If the impetus to prevent further climate change reaches the point where measures such as a global carbon tax are agreed, for example, then those fossil fuel reserves that have contributed to the heady share price performance of oil, gas and coal companies will become ‘unburnable’ or ‘stranded’ in the ground.

But even if we continue business as usual, value could begin to unravel.

Because to continue with business as usual would require an ever increasing amount of capital expenditure by the industry to explore territories previously off limits – the Arctic, for example and the Canadian Tar Sands – tapping these new resources, quite apart from being a bad idea environmentally, is hugely expensive.

Dividends – the payments earned by shareholders as a reward for keeping their shares, have come under increasing pressure as companies have had to spend their money on more exploratory drilling rather than rewarding shareholders.

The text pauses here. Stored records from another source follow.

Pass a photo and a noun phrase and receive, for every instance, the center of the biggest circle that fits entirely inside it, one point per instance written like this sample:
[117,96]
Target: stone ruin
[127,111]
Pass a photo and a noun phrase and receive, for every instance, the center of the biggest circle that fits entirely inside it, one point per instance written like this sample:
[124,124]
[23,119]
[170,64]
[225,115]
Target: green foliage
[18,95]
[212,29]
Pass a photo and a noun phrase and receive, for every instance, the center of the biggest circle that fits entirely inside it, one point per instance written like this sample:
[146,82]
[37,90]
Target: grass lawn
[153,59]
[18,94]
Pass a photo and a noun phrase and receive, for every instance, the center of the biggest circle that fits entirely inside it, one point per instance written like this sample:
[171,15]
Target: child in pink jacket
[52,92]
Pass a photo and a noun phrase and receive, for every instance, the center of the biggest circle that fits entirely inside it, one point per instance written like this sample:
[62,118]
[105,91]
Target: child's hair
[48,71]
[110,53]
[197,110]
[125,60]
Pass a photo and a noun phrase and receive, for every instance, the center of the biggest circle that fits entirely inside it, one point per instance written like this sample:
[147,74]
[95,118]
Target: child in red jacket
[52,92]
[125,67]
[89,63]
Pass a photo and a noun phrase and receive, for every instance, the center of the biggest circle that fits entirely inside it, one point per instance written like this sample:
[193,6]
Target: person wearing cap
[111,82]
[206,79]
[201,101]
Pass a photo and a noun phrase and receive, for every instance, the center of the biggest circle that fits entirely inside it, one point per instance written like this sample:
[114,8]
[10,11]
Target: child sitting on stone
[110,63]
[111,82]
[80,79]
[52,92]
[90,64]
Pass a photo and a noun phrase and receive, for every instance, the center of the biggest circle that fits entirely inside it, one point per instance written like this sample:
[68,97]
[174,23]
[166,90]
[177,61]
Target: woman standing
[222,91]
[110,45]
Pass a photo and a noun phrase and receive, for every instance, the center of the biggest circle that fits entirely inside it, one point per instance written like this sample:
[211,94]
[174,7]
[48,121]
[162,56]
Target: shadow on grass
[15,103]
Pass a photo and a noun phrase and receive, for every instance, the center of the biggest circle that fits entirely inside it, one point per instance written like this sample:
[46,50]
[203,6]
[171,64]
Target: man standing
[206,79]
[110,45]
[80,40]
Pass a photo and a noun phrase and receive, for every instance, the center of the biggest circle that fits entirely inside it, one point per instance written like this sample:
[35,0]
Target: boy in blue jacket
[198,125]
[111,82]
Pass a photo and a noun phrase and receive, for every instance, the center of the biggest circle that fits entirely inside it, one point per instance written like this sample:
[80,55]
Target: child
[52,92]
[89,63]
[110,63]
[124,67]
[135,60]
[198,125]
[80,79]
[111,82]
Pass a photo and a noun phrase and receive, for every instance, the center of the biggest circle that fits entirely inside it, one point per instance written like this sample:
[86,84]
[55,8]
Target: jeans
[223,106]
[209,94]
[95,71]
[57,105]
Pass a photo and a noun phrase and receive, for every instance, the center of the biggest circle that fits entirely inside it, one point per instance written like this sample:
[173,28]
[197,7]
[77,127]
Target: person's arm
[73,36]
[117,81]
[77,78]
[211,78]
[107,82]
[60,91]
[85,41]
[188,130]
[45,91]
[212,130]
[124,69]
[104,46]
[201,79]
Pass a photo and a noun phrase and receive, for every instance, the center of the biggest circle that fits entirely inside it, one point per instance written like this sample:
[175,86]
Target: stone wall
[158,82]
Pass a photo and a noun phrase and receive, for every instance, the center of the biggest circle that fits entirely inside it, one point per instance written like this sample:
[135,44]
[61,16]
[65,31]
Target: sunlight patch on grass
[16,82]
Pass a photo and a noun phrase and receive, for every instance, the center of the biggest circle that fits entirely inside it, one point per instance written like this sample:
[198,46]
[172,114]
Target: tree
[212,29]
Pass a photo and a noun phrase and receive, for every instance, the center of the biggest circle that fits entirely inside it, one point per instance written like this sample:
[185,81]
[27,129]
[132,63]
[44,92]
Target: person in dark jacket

So some shareholders are already feeling the impact and rather than see their dividends further eroded, might prefer to sell their shares in favour of a more rewarding dividend stock.

Some don’t have the stomach for all those hypotheticals. But it’s hard to deny the policy shifts in recent years leading us towards a lower-carbon world. That includes regulation in the US, Europe and China that cuts down emissions and encourages clean energy.

That trend doesn’t look to be reversing itself in the near future, and those policies are most likely to hurt the industries most reliant on fossil fuels.

There’ve been calls in the US for public pension funds to decrease their exposure to those industries. From the Financial Times:

US pension funds have ignored calls from city councils and mayors to divest from carbon-intensive companies, despite concern about the long-term viability of their business models.

At least 25 cities in the US have passed resolutions calling on pension fund boards to divest from fossil fuel holdings, according to figures from 350.org, a group that campaigns for investors to ditch their fossil fuel stocks.

Three Californian cities, Richmond, Berkeley and Oakland, urged Calpers, one of the largest US pension schemes, with $288bn of assets, and which manages their funds, to divest from fossil fuels. Calpers has ignored their request.

Calpers said: “The issue has been brought to our attention. [We] believe engagement is the best course of action.”

Pension fund experts point out that it is difficult to pull out of illiquid fossil fuel investments, or carbon intensive stocks that are undervalued, provide stable dividends or are better positioned for legislative change.

CalPERS isn’t the only fund that doesn’t want to divest. Not a single public fund has commited to divesting from carbon-reliant companies.

To some, CalPERS’ policy of “engagement” rather than divestment probably sounds like a cop-out. But some experts think the policy could be effective.

“With divestment you are not solving the problem necessarily, you are just not part of it.” Said George Serafeim, associate professor of business administration at Harvard Business School. “With engagement you are trying to solve the problem by engaging with companies to improve their energy efficiency, but you are still part of the mix.”